Going Beyond Precompiled Malware
After an initial compromise, attackers have a few options to expand their control of a targeted system: They can perform reconnaissance, try to further compromise the system using malware, or run tools already existing on the system — the so-called strategy of “living off the land.”
The NTT researchers’ variation of bytecode attack techniques essentially falls into the last category. Rather than using pre-compiled bytecode files, their attack — dubbed Bytecode Jiu-Jitsu — involves inserting malicious bytecode into the memory space of a running interpreter. Because most security tools do not look at bytecode in memory, the attack is able to hide the malicious commands from inspection.
The approach allows attacker to skip other more obviously malicious steps, such as calling suspicious APIs to create threads, allocating executable memory, and modifying instruction pointers, Usui says.
“While native code has instructions directly executed by the CPU, bytecode is just data to the CPU and is interpreted and executed by the interpreter,” he says. “Therefore, unlike native code, bytecode does not require execution privilege, [and our technique] does not need to prepare a memory region with execution privilege.”
Better Interpreter Defenses
Developers of interpreters, security-tools developers, and operating-system architects can all have some impact on the problem.

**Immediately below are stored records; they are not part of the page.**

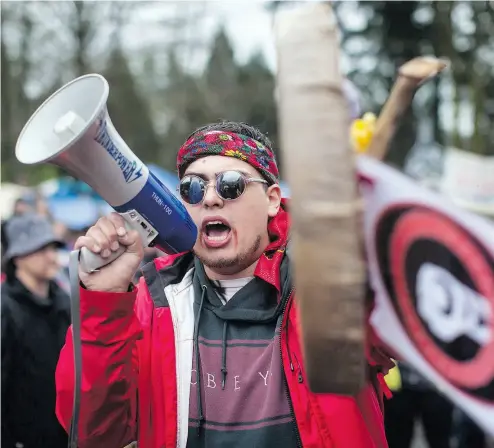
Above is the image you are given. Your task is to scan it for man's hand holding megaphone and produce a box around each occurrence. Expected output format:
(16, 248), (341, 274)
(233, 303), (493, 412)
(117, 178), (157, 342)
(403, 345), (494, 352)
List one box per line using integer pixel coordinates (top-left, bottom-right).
(74, 213), (144, 292)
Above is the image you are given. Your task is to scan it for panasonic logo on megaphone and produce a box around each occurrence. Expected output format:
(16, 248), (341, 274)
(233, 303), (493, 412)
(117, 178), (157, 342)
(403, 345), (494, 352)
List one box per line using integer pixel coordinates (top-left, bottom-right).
(15, 74), (197, 271)
(94, 116), (142, 183)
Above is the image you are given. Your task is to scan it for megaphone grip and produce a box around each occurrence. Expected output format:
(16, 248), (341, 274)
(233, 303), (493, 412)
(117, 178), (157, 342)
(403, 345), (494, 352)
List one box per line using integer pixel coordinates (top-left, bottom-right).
(79, 246), (125, 274)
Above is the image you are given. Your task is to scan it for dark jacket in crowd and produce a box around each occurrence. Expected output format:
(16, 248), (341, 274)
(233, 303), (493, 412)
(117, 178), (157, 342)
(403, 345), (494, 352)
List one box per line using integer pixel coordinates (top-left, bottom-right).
(1, 279), (70, 448)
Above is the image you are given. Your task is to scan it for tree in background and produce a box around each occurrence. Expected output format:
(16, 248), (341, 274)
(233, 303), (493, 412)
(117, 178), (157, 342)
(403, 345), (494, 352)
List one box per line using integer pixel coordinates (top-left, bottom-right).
(1, 0), (494, 184)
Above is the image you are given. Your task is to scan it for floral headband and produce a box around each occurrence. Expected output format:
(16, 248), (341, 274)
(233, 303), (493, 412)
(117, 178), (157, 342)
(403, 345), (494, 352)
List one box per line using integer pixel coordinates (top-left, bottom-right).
(177, 131), (279, 184)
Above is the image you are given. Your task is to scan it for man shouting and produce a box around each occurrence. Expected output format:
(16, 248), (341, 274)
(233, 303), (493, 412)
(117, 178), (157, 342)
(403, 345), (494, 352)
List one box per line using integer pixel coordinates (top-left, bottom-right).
(56, 122), (392, 448)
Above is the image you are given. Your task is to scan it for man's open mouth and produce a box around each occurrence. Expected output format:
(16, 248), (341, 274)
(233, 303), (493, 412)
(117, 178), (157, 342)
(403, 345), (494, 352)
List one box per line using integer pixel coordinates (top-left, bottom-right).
(204, 221), (231, 241)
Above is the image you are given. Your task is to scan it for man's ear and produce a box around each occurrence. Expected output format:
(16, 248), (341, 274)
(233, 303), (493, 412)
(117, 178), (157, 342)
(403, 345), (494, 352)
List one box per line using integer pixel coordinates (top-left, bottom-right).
(266, 184), (281, 218)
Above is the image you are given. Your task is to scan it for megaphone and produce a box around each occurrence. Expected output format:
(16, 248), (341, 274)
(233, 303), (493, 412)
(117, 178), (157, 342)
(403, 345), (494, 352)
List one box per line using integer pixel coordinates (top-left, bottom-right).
(15, 74), (197, 272)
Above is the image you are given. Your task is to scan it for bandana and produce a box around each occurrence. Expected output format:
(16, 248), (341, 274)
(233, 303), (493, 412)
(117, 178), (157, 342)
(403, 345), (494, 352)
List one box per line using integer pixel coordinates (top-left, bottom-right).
(177, 131), (279, 184)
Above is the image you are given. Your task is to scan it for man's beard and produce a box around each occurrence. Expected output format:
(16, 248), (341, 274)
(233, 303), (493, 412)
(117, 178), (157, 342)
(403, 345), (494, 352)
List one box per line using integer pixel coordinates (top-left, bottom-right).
(196, 235), (262, 272)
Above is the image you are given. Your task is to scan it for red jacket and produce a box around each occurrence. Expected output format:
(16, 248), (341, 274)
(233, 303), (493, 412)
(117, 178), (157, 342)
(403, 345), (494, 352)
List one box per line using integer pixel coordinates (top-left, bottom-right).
(56, 206), (393, 448)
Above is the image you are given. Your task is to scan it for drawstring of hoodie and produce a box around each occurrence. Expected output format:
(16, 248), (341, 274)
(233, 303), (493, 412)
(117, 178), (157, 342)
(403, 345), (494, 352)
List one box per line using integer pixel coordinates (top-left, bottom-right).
(221, 320), (228, 390)
(194, 285), (207, 436)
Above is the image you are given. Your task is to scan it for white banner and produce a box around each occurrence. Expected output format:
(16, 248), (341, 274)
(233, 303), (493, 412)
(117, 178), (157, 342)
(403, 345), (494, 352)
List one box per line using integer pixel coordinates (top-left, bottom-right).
(357, 156), (494, 435)
(440, 148), (494, 216)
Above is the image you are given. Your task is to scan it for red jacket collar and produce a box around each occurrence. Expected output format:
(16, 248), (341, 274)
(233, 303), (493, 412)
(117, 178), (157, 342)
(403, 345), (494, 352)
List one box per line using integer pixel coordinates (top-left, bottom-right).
(154, 199), (290, 291)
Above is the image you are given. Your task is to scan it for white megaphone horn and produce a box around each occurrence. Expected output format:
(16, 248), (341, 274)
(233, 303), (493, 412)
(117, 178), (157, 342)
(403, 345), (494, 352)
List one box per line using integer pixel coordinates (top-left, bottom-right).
(15, 74), (197, 272)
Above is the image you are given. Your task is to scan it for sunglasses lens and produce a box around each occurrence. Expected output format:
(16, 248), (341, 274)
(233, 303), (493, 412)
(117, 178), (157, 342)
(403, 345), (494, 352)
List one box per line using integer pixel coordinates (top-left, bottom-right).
(180, 176), (205, 204)
(216, 171), (245, 200)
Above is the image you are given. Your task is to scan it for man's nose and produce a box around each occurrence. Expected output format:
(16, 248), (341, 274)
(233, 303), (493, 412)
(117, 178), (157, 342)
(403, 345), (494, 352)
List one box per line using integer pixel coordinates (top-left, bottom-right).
(202, 183), (223, 208)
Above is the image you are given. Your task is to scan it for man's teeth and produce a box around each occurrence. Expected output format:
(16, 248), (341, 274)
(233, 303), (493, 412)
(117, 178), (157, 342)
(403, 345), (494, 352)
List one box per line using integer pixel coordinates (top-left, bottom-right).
(206, 233), (228, 241)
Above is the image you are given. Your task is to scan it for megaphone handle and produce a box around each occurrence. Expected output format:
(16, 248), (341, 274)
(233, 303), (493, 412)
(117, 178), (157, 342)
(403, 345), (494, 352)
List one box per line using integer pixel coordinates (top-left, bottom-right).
(79, 246), (125, 274)
(79, 210), (156, 274)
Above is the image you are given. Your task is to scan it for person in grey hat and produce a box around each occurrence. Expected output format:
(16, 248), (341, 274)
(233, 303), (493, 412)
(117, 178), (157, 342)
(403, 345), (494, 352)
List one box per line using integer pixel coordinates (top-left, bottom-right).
(1, 214), (70, 448)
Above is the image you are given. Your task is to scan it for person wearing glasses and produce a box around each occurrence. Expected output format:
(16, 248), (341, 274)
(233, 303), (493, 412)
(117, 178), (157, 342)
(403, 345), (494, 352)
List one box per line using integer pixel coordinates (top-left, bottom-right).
(56, 122), (393, 448)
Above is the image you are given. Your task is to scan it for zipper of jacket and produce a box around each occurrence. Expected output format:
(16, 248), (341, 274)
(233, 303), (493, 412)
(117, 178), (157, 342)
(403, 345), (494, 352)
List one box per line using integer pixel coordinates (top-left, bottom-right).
(280, 288), (302, 448)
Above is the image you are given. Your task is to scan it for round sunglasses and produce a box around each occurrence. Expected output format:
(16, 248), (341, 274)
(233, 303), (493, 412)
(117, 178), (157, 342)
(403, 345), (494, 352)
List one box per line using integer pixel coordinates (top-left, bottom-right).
(177, 170), (268, 205)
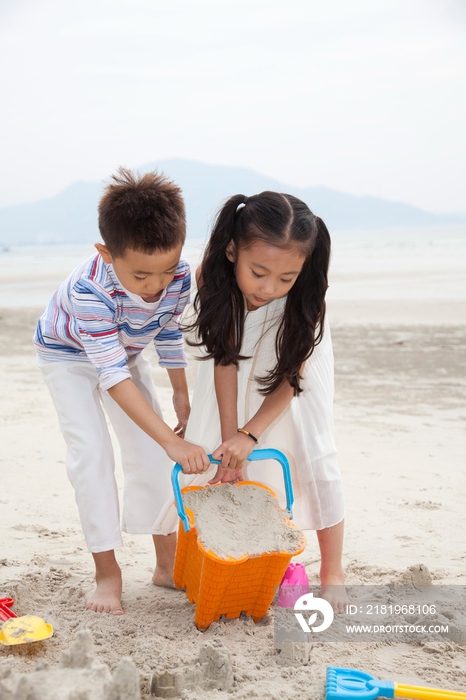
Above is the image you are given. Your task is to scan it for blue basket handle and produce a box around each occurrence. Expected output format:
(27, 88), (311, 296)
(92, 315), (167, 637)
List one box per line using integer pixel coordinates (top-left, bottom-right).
(171, 448), (294, 532)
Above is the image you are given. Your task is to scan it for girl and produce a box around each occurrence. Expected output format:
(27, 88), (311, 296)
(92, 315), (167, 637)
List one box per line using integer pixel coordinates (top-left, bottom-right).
(155, 192), (348, 610)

While attacks targeting bytcode do not exploit vulnerabilities in interpreters, but rather the way that they execute code, certain security modifications such as pointer checksums could mitigate the risk, according to the UC Irvine paper.
The NTT Security researchers noted that checksum defenses would not likely be effective against their techniques and recommend that developers enforce write protections to help eliminate the risk. “The ultimate countermeasure is to restrict the memory write to the interpreter,” Usui says.
The purpose of presenting a new attack technique is to show security researchers and defenders what could be possible, and not to inform attackers’ tactics, he stresses. “Our goal is not to abuse defensive tactics, but to ultimately be an alarm bell for security researchers around the world,” he says.